Hopefully this makes it clear that 8 doesn’t work at all. I could see how someone could think 32 would be a valid answer, but that would be ignoring that x is supposed to be the “major” and y the “minor”. Most likely, the “weight” for a major accident is quite a bit higher than for minor, but we could safely assume that a minimal difference between the 2 weights would be zero… in other words, what if the law treated them the exact same? That gives us:

2016x = D
(1000 + N)x = D

Hence, this leads us to “1016” as the absolute minimum number of minor accidents that could possibly make these two intersections equivalent.

Perhaps the better question is, what would be a good headline, for a new cancer test? If a new test were developed that had both a higher sensitivity and a higher specificity than the old test, then I think it would be perfectly fine to have a headline that says “New cancer test is more accurate than old tests”.

But then, what if we have a new test that has much, much greater specificity than the old test, but a slightly lower sensitivity, or vice-versa? Now, it’s not completely correct to say that it’s “more accurate than the old test”, because there are different things that could be meant by “accuracy”.

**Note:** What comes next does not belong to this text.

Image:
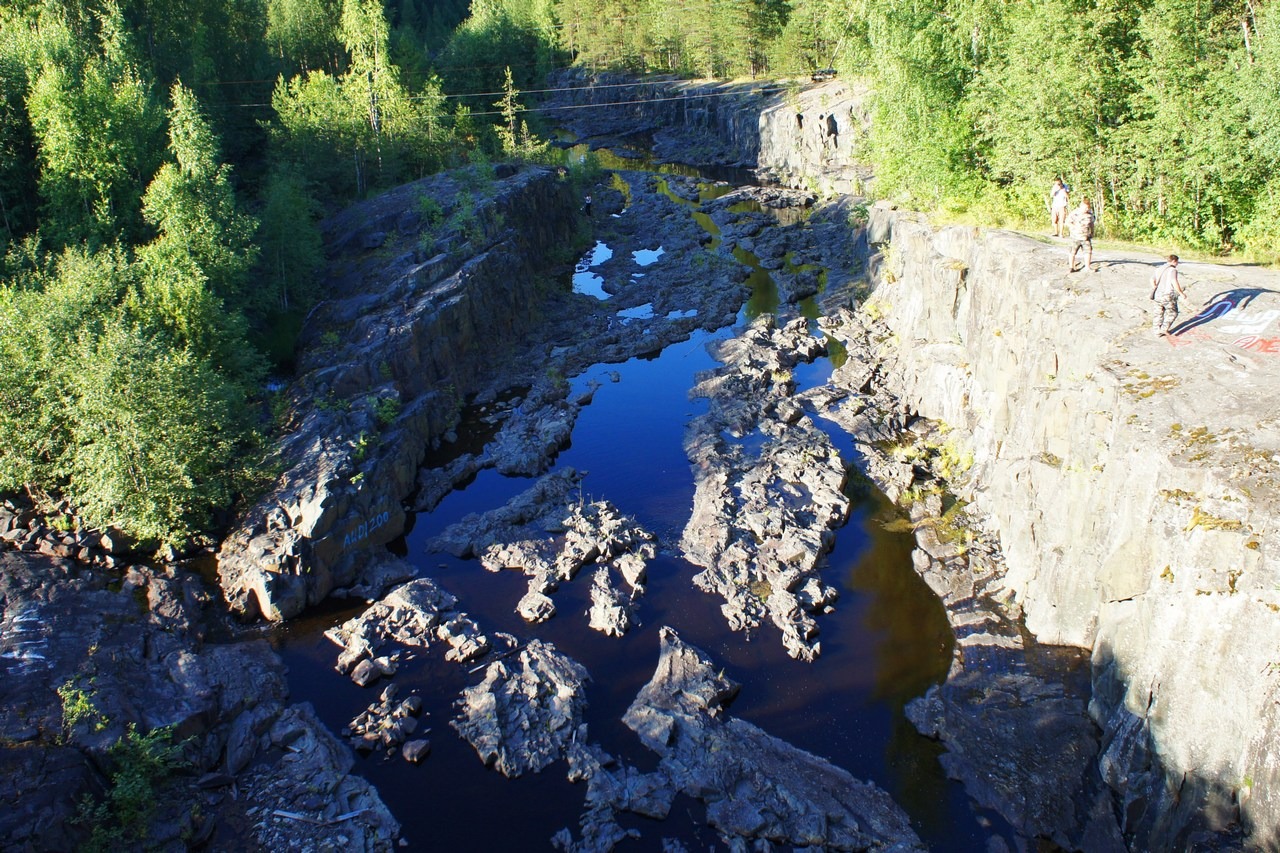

But of course, in the real world, this is usually not a difficult problem. Because most tests aren’t actually completely binary, but rather, give a continuum of outcomes, which are then compared to some threshold to give the binary answer. A test might, for example, measure the number of milligrams per liter of some blood protein, such that someone with less than 2 mg/L is 99% likely not to have cancer, and someone with more than 20 mg/L is 99% likely to have cancer. You could use as a test with 99% sensitivity, by setting the threshold at 2 mg/L, or as a test with 99% specificity, by setting the threshold at 20 mg/L, even though it’s actually the same test. Or you could set any threshold in between (and maybe, if you set the threshold at 6 or 7, you get 98% on both sensitivity and specificity).

Which means that if you’ve got a new test that has much higher sensitivity but slightly lower specificity, or vice versa, you likely can turn it into a test that’s better on both counts, just by adjusting your threshold slightly.

Alternately, you could just stop giving binary answers. Test a patient’s blood, and don’t tell them “The test is positive”, nor “the test is negative”, and instead just give them the probability. And to spare the public from their own ignorance of probability, you could give them the Boolean-adjusted probability to begin with.

In some cases there is a straightforward answer to this, inasmuch as that there is only one sense of “accuracy” that we should care about. Assume the two possible tests are approximately the same low price and the test procedure itself carries negligible risk. In the case of a screening, negative tests lead to no further action, and therefore negligible cost or benefit to the patient. We should therefore ignore both false negatives and true negatives and consider only the cost or benefit subsequent to positive test results. The relevant statistic is the proportion of true positives among all positives - the positive predictive value. The better test is the one with the better positive predictive value.

This is, of course, a function of the prevalence of the disease as well as the properties of the test, and will vary among populations. So if we don’t want to use the technical term, we could say something like “this screening test is more accurate for this population”.